Inspiration is a wonderful thing. It’s what compels you to dust off your oil paints and start fresh on a blank canvas. Oh, the excitement! Unfortunately, at other times it feels like you're in a never-ending creative drought. Whatever your profession may be, it's normal to feel creatively stuck or weary at times. So, how do we get inspired to create? It’s really not a black and white answer. Inspiration looks different for everyone

For some creators, like Picasso, inspiration comes from the act of working itself. For others, a stroll in the park, flipping through art magazines or reading a book may do the trick. Whatever the case may be, finding inspiration requires you to make a conscious effort to listen and pay attention to what’s unfolding around you, to what holds meaning for you. That is to say, looking to things or moments that, maybe, you haven’t really paid attention to before. Or, to consider life experiences you grew up with or dealt with that could provide an interesting perspective. When the constraints to our imagination are removed, really cool things can happen.

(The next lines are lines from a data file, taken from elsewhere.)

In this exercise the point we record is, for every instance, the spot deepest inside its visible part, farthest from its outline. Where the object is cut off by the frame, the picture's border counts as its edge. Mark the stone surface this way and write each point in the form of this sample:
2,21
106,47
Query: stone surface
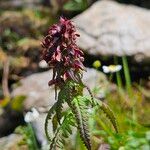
7,4
39,94
11,142
110,28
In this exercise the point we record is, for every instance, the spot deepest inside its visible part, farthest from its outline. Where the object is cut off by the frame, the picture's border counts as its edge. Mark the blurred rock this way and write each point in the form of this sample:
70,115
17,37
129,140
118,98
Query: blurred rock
28,24
11,142
39,94
109,28
7,4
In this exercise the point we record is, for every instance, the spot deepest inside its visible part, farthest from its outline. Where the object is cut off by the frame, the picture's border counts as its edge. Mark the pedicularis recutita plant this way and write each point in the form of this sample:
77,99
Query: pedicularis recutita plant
66,60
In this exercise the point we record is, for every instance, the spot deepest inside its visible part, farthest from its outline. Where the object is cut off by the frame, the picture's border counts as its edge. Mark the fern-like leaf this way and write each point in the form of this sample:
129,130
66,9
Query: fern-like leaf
63,131
79,110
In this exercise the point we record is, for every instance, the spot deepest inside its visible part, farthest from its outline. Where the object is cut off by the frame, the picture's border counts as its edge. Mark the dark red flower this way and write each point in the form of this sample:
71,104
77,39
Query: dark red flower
61,52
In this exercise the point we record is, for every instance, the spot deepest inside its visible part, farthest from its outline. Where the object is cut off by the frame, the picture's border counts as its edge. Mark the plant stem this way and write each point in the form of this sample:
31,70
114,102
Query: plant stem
126,74
34,144
118,76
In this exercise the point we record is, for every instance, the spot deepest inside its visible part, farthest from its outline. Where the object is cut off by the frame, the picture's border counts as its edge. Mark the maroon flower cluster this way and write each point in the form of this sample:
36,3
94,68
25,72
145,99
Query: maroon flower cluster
61,52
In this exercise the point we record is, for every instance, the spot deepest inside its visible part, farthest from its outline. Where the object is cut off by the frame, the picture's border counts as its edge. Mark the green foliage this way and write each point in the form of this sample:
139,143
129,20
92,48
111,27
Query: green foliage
28,136
17,102
75,115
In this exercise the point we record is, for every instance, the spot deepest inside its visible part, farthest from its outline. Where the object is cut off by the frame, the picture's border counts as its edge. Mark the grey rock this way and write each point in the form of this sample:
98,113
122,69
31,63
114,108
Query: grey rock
39,94
7,4
110,28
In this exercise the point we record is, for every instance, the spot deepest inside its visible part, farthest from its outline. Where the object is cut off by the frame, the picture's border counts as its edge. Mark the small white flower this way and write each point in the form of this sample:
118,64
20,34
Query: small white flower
43,64
31,115
111,68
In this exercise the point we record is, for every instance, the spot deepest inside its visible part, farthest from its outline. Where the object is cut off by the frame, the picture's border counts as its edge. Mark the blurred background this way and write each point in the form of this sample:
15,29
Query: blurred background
115,37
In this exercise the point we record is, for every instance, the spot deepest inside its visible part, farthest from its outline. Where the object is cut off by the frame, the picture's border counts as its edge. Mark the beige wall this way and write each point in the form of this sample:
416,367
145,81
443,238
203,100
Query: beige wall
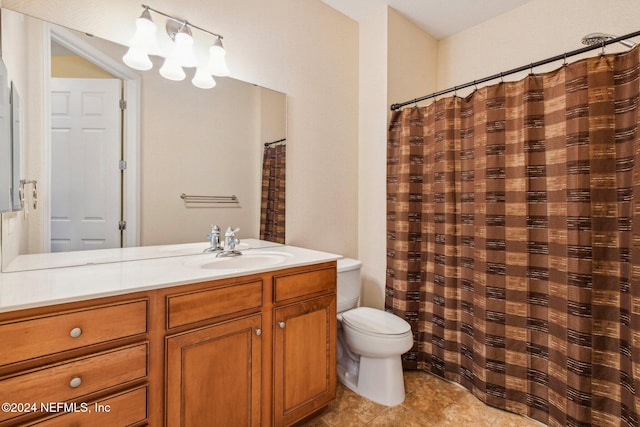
535,31
283,45
386,37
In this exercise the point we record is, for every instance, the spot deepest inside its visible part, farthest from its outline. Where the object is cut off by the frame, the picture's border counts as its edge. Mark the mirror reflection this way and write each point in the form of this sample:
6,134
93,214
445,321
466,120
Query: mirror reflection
113,177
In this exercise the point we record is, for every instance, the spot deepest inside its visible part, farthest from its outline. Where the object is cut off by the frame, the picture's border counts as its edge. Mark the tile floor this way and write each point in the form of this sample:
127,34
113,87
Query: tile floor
429,402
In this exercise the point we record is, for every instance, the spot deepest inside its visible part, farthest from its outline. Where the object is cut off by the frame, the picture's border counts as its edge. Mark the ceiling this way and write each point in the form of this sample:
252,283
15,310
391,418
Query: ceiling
440,18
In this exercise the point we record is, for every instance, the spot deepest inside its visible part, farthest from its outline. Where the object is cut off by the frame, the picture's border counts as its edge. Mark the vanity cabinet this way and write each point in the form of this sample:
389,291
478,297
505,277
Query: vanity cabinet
254,350
304,363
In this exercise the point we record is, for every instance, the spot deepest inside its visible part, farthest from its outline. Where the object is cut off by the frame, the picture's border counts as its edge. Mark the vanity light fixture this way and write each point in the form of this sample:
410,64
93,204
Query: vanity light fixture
179,55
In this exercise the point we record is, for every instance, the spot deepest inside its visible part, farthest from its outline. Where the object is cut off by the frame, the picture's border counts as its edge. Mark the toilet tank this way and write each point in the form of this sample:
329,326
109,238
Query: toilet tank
348,283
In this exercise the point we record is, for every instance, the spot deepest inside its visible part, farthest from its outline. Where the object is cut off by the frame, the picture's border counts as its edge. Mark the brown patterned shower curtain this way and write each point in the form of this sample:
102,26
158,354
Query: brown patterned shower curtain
272,206
514,241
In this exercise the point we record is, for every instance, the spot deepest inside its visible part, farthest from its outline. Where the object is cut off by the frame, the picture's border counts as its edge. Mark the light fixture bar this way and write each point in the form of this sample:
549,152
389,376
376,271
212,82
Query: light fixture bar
181,21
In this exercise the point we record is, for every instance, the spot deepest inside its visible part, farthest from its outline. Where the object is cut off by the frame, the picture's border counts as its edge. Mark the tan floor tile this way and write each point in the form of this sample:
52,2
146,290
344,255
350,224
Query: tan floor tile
507,419
430,402
350,409
398,416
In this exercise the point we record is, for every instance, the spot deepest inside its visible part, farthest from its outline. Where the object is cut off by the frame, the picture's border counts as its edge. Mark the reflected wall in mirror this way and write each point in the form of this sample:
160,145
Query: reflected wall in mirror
16,149
5,141
174,137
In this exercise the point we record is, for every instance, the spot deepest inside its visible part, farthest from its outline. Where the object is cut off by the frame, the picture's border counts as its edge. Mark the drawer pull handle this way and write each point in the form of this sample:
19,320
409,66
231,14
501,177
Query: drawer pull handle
75,382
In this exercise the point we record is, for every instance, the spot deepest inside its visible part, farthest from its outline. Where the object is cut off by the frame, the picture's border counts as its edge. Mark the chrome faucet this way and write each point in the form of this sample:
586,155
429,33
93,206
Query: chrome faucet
230,242
214,238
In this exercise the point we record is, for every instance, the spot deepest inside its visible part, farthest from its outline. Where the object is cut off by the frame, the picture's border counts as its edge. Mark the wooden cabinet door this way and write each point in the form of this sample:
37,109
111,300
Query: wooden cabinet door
213,375
304,358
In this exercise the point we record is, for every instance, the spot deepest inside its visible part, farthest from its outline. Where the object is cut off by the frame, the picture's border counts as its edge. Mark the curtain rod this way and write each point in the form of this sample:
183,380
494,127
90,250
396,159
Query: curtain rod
517,70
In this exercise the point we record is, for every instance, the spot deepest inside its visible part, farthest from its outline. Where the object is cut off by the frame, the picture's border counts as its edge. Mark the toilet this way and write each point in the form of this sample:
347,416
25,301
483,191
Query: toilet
370,342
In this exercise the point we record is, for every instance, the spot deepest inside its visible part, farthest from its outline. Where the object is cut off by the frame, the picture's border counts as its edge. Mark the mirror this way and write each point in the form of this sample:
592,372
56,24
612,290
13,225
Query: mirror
177,139
5,141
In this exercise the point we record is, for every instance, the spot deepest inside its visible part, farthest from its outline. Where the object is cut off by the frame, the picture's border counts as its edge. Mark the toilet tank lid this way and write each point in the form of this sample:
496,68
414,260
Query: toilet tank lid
348,264
375,321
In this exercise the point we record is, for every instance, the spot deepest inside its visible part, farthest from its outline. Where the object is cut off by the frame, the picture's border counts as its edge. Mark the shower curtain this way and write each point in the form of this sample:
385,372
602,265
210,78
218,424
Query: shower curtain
514,241
272,205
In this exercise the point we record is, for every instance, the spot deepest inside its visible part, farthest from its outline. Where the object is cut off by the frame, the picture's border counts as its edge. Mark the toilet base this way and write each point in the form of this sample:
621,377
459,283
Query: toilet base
378,379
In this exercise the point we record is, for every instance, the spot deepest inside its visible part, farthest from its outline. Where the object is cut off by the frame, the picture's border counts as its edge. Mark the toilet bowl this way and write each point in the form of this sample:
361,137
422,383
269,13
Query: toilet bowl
370,342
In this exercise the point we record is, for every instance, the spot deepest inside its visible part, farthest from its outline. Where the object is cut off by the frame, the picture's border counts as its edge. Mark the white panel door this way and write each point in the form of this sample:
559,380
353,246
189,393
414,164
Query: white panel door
85,155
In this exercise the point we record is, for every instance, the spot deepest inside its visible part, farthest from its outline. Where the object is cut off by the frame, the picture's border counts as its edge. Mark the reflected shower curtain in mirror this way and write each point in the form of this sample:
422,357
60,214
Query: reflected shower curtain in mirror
514,241
272,206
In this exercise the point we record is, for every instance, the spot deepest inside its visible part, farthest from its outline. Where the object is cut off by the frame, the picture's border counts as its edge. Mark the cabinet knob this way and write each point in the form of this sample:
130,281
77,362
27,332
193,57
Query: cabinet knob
75,382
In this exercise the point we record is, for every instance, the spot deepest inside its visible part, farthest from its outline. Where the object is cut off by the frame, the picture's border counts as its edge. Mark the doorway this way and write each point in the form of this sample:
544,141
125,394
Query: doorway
93,153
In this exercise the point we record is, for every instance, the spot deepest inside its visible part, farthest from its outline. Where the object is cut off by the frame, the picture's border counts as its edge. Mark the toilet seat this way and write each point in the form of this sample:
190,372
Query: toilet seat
374,322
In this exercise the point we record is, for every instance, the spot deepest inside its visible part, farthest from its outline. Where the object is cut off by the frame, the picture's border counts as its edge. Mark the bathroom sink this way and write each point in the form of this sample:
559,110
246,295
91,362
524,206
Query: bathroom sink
194,248
247,260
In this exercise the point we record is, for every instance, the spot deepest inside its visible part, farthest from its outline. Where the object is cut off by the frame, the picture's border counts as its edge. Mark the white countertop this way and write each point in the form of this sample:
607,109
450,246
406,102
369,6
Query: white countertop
48,286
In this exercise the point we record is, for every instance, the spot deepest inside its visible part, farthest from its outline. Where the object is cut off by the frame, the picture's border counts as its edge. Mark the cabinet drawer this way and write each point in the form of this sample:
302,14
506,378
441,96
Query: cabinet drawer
76,378
187,308
52,334
123,409
301,284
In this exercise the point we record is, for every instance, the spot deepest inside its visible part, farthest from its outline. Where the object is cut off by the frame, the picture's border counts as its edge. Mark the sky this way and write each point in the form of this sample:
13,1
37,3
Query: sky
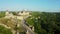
33,5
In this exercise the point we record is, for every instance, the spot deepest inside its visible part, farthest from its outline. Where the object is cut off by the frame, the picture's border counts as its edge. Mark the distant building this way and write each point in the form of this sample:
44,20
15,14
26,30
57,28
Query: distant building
23,13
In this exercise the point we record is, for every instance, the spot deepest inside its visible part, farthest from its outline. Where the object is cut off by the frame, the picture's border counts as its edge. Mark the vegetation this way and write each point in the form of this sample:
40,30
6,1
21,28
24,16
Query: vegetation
2,14
45,23
4,30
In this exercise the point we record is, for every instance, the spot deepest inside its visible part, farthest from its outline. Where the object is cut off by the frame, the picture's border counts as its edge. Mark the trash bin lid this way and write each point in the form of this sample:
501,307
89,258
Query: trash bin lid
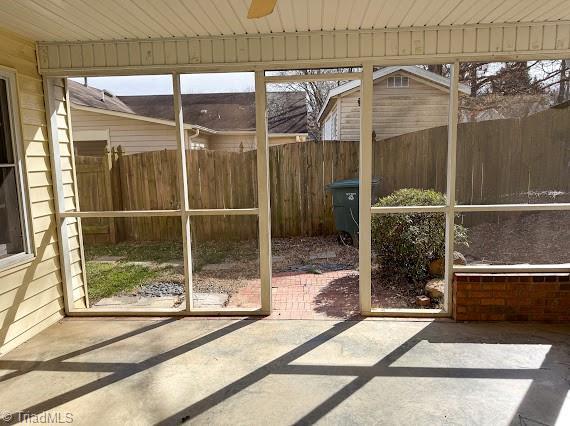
349,183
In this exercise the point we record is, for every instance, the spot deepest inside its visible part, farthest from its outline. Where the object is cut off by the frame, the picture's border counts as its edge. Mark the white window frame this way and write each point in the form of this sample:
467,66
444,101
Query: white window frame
391,82
10,77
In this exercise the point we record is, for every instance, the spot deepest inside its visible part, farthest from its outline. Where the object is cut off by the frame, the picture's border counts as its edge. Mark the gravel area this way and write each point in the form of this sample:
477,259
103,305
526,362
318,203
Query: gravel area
162,289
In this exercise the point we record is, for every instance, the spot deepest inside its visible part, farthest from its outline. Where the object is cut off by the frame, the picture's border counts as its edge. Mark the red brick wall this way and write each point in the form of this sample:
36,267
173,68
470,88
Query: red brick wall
511,297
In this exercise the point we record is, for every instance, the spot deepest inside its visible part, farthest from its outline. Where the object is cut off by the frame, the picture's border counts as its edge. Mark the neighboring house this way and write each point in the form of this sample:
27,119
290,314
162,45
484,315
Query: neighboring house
406,99
215,121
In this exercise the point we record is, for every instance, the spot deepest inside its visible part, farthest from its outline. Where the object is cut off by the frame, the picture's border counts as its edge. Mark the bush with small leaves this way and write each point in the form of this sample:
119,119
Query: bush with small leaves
405,243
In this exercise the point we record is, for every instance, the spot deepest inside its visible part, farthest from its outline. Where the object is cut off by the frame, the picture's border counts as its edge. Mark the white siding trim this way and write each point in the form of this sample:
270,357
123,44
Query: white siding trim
383,46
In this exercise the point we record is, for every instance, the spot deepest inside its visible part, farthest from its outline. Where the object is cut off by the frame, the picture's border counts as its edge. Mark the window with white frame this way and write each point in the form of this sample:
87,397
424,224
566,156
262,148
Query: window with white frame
398,81
13,229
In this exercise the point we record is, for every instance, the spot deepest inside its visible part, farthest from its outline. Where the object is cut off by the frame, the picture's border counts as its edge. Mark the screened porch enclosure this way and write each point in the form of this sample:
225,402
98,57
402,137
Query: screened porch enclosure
467,163
457,160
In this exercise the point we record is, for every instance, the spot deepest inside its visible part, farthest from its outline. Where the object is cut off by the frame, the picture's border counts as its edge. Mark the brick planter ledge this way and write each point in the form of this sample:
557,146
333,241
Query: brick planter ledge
511,297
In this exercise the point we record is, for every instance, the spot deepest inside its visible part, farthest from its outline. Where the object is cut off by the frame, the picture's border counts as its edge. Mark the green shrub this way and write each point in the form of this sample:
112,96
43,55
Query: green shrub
406,243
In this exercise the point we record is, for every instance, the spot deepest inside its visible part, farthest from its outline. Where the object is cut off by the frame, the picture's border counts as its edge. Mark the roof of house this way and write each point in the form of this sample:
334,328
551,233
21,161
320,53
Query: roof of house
287,111
383,72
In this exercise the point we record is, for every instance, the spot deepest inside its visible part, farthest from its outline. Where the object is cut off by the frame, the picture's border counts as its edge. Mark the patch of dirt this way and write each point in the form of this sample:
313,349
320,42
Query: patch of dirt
303,253
392,291
520,237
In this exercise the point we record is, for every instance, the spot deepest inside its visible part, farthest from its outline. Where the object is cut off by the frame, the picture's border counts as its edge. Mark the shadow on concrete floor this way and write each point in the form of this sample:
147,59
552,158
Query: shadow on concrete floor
541,404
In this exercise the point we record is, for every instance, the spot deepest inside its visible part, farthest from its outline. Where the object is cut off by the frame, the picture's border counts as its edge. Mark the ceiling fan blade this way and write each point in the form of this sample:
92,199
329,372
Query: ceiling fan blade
260,8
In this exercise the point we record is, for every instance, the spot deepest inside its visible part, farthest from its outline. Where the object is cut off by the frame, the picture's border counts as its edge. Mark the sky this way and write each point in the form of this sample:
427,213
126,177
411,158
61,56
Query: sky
162,84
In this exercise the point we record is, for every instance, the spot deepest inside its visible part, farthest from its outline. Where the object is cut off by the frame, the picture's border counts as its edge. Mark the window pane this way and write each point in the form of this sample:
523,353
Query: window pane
5,135
497,238
408,260
513,138
225,262
221,147
410,131
134,263
11,239
125,143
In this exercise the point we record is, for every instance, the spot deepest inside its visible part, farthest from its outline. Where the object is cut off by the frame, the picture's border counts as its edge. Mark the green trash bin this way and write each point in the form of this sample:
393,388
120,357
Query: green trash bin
345,207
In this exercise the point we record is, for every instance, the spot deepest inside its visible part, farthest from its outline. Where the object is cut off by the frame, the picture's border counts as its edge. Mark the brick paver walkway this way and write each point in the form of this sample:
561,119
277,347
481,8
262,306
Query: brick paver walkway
306,296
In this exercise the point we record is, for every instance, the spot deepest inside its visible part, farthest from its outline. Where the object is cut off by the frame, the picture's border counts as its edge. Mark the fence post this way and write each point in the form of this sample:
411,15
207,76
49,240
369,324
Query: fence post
264,216
107,170
365,201
451,177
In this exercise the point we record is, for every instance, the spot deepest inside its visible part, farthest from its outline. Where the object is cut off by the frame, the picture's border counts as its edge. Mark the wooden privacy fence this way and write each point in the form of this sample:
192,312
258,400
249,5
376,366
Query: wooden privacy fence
499,161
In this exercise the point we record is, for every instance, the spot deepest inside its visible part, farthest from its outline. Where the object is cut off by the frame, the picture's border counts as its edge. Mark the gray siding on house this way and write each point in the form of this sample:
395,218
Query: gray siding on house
396,110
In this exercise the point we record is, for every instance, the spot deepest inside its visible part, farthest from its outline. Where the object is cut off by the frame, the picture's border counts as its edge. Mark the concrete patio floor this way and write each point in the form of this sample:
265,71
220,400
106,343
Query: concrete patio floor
246,371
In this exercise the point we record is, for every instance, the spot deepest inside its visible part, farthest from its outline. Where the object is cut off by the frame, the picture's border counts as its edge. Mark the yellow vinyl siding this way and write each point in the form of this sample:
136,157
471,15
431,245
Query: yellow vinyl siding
396,111
31,294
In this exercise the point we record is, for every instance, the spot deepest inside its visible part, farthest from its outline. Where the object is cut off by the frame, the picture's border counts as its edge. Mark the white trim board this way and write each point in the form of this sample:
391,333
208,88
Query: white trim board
411,69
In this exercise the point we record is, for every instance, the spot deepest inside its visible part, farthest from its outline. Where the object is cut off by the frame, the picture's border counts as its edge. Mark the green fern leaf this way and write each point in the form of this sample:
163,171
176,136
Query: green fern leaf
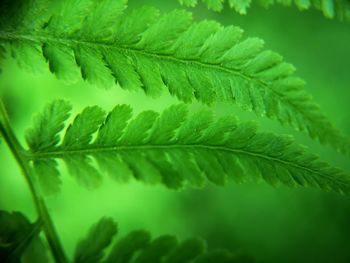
142,50
329,8
19,240
91,249
138,247
174,148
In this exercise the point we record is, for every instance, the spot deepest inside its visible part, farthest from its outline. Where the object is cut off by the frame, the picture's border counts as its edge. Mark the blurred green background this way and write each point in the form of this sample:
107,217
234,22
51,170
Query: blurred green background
271,224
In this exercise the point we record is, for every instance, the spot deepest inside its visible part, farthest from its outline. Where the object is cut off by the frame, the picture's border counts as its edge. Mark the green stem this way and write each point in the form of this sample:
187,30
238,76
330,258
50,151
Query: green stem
19,153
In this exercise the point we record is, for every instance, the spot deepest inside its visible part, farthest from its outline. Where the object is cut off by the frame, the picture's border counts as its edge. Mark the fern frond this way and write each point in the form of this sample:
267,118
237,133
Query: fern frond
18,237
330,8
172,148
138,247
142,50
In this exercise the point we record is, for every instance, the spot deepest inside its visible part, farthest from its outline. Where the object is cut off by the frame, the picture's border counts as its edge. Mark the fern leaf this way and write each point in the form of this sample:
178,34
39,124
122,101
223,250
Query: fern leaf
90,249
330,8
141,49
19,238
138,247
174,148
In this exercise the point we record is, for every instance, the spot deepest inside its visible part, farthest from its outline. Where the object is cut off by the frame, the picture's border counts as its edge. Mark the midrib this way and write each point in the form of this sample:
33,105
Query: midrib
93,149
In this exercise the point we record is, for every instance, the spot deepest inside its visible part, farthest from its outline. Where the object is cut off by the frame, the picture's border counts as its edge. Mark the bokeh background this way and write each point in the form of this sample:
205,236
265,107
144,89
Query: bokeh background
271,224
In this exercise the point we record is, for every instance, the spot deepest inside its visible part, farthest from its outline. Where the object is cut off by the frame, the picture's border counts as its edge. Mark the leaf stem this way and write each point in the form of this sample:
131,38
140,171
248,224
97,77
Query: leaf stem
18,152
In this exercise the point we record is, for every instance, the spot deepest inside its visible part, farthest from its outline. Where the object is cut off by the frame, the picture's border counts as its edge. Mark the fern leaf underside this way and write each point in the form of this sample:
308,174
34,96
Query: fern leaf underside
172,148
330,8
138,247
142,50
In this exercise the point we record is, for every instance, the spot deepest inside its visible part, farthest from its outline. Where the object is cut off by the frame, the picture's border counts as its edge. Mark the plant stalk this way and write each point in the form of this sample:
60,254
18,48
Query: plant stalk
18,152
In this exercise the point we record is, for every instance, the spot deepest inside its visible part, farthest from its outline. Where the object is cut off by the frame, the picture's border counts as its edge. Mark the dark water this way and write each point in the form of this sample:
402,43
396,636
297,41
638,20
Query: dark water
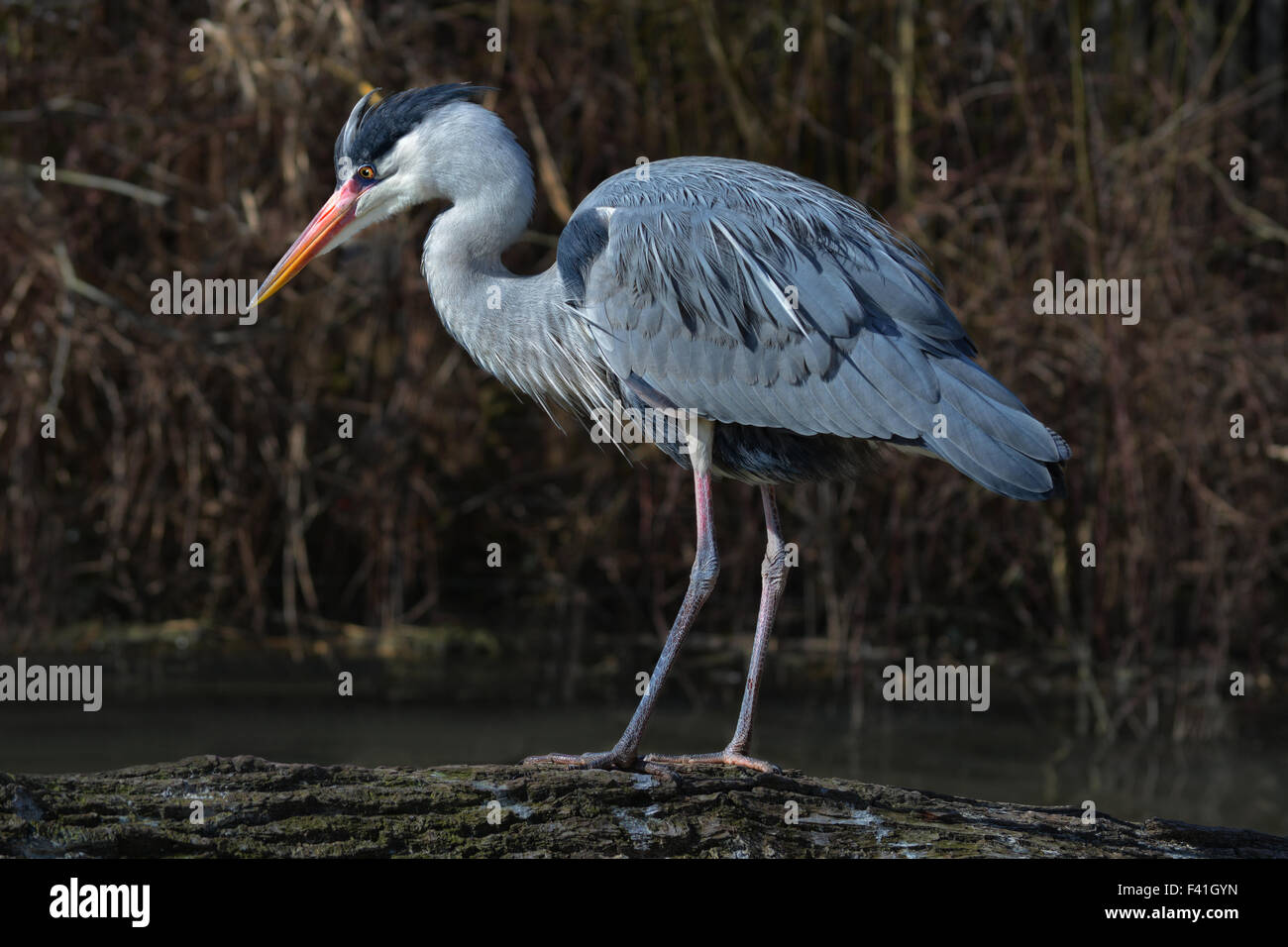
1229,784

Case in point, architects Frank Gehry and Vlado Milunić drew inspiration from an unlikely source when crafting one of their buildings. They majestically designed the Dancing House, drawing inspiration from dancing duo Fred Astaire and Ginger Rogers (who partnered together in many films of the 1930s). In addition to being controversial at the time for its unusual design, it also served the purpose of underlying a political change in the Czech Republic: from a static to a dynamic one. Who would have thought a pair of dancers could have inspired creation of such an impactful piece!

Taking influence from different fields or mediums, through cross-pollination of ideas, is another approach to finding inspiration. Wes Anderson’s films illustrate this perfectly, taking inspiration from diverse aesthetic disciplines such as design, architecture, music and archive photography. Anderson's signature style of symmetrical lines, nostalgic pastel colours and beautiful visual compositions are the result of conversations between different fields being focused through his very unique lens.

The fashion industry is another field that continues to innovate, drawing from diverse sources of inspiration. Everything from science, nature, architecture, porcelain, and even food can spark the starting point of a new creative idea. And then there's the magic that happens when fusions or hybrids emerge from this as well. Just look at London-based fashion designer Nicholas Daley, who draws inspiration from his Jamaican-Scottish heritage: using different genres of music and global culture to create unique clothing collections. His clothes showcase his passion and identity while also speaking to a whole community that relates to his very personal language. 

Although crossover between disciplines does not necessarily guarantee creative breakthroughs, the combination of ideas can help broaden your perspective and exercise your brain, exposing you to less obvious arrangements and possibilities!

Chindogu, the Japanese art of inventing totally ingenious but unusable objects, epitomizes the above. It normalizes the intersection of two completely different objects to defy functional limits. Confused? Think toilet paper and now think hat. What good can come out of pairing these two? According to Chindogu practice, an invention such as The Hay Fever Hat enables you to wipe your nose faster than you would be able to otherwise. And who wouldn’t want a pair of Sweep Shoes? They come with a tiny broom attached to one foot and a tiny dustpan to the other, which would make your cleaning days a lot least, in theory. What we'd encourage you to take away from these silly but extremely popular inventions, is that they are a great resource for triggering helpful and innovative ideas. Although they are impractical, they promote freedom of thought and creative thinking - an ingenious first take at small disruptions. And Chindogu does this brilliantly with humour and no fear of awkwardness. 

So, the next time you are feeling uninspired, dare to peer outside the box and defy the limits of your own imagination. Seek inspiration beyond your comfort zone and keep an eye out for interesting details. Look to make unexpected connections: it's time to blur creative lines and experiment! After all, inspiration is the perfect way to slow down reality, allowing us to become observers of life and appreciate beauty in the unexpected.